Si bien la violencia machista, los femicidios y la urgente necesidad de una equidad de género son temas que se hablan durante todo el año, marzo, el Mes de las Mujeres, invita a reflexionar aún más y entender el reclamo.

Tamara Gómez, directora de Derechos de la Mujeres y de Equidad de Género del Municipio de Lomas, analiza cómo está la sociedad hoy: “Se está poniendo en crisis este sistema patriarcal y como toda crisis estamos atravesando por distintas situaciones donde hay diferentes miradas, discusiones y tratamientos del tema, en los que se da la desnaturalización de determinados estereotipos”.

La urgente necesidad de la equidad de género.

Asimismo, destacó los aportes que las mujeres han hecho a la sociedad, pero no mostraron o se silenciaron y esto tiene que ver a su criterio con “no visibilizar el potencial que tienen”. “El sistema que se fue construyendo la ha dejado relegada y ésas son las violencias que vivimos las mujeres”, lanzó la directora municipal.
Desterrar los micromachismos puede ser el primer paso, pero no por eso el más sencillo. “Son acciones que cometemos la personas en esta sociedad machista en donde perpetuamos los estereotipos asignados a los géneros y garantizamos de que esta inequidad se siga perpetuando, son acciones cotidianas, que están naturalizadas, en las que colocamos a la mujer en un rol y los hombres, en otro”, marcó.

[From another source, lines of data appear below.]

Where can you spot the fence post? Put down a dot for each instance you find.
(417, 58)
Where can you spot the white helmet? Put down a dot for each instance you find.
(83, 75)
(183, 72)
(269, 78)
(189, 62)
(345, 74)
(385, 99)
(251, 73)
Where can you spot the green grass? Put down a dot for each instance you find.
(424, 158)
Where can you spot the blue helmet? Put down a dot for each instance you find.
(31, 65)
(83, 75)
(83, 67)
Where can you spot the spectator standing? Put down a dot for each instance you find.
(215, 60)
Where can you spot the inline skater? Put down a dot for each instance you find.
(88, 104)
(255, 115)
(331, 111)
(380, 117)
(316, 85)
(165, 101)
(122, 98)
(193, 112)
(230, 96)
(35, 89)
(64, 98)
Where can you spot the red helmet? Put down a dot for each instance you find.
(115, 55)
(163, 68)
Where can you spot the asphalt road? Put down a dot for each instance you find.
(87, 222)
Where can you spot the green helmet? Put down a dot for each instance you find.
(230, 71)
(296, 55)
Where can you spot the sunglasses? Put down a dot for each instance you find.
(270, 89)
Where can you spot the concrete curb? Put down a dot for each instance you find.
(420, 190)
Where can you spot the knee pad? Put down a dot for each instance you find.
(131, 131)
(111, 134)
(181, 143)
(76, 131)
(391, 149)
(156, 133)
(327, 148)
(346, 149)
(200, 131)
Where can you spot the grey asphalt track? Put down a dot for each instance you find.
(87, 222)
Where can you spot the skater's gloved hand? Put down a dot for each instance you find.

Y en este punto mencionó las publicidades que establecen que las muñecas son para las nenas y los autitos para los nenes. “A través del juego damos enseñanzas a los niños, ellos aprenden roles sociales; a la mujer la preparamos para ser madres desde el juego y después nos quejamos cuando los hombres no cumplen con su rol de padre, pero en el juego nunca le dimos la oportunidad de poder improvisar en ese lugar porque no le damos muñecos”, apuntó y aclaró: “A los varones les decimos que tienen que ser fuertes, no tienen que llorar, que tienen que mantener a la familia, se les ponen obligaciones que deberían ser compartidas. Ellos no lograron correrse de ese lugar y a las mujeres no cuesta verlos corridos de ese lugar. Hay una cuestión cultural”.